ステンレスは鉄に続いてよく使用される材料です。その用途は広く、食品業界・薬品業界はじめ様々な分野で、標準的に使用されています。ステンレスの第1の特長はSTAINLESS STEELの名前の通り"非常に錆びにくい"ということです。流通性も高く、溶接加工にも適しているため板金加工業ではよく使用される材料です。通常、表面処理加工についてはバフ仕上等の研磨処理を施すのが一般的ですが、場合によっては塗装することも可能です。ステンレスは中に含まれるニッケルとクロムの含有量によって、304・430等いくつかの種類に分けられます。それぞれの特徴としてSUS304は18-8ステンレスと呼ばれるように、18%以上のクロム、8%以上のニッケルを含有する金属で耐食性に非常に優れていますが、ニッケルを含む為、コスト的には割高になります。一方SUS430は13クロムステンレスと呼ばれるように13%以上のクロムを含む金属であり、耐食性には優れていますが、SUS304と比較すると落ちてしまいます。しかしコスト的には割安です。

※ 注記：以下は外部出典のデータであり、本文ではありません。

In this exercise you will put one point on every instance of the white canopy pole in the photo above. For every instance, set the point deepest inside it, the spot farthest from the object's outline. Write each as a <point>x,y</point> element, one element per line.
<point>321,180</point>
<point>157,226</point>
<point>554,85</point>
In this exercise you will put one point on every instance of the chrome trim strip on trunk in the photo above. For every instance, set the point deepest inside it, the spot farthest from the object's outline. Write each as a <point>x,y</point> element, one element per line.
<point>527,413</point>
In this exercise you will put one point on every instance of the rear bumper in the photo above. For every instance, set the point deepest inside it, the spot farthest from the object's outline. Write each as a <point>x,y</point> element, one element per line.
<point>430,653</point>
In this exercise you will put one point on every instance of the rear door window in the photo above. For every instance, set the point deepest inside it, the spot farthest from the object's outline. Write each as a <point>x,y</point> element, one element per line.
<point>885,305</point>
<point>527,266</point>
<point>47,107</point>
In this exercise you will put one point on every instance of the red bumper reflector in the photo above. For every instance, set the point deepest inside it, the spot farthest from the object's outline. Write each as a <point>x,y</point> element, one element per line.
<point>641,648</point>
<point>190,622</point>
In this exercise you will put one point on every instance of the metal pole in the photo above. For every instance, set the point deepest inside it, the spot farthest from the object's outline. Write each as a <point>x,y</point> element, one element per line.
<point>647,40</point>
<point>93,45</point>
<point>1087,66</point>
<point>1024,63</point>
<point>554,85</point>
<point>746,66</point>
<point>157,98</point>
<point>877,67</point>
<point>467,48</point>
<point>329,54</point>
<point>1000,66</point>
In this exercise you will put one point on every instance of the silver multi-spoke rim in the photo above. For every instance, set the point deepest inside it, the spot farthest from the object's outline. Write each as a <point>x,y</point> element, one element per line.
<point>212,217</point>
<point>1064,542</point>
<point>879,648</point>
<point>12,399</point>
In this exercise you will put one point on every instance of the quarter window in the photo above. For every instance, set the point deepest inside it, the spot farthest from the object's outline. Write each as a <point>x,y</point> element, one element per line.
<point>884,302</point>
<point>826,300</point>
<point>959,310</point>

弊社においてよく使用するステンレスの種類としては、SUS304-2B 材ならびにヘアライン処理材・SUS430-2B材/ヘアライン処理材などがあります。2B、ヘアラインとはステンレスの表面処理の一種で、2Bは適度な光沢を与える冷延圧延をしたもの、ヘアラインは240番程度の研磨ベルトで髪の毛のように長く連続した研磨目をつけたものです。また、焼入処理することで大きく硬度を上げ、耐工具用途を満たすことができるSUS420-J2のような高級素材もあります。1kg当りの平均価格帯は、スケッチ材で大よそ300~600円です。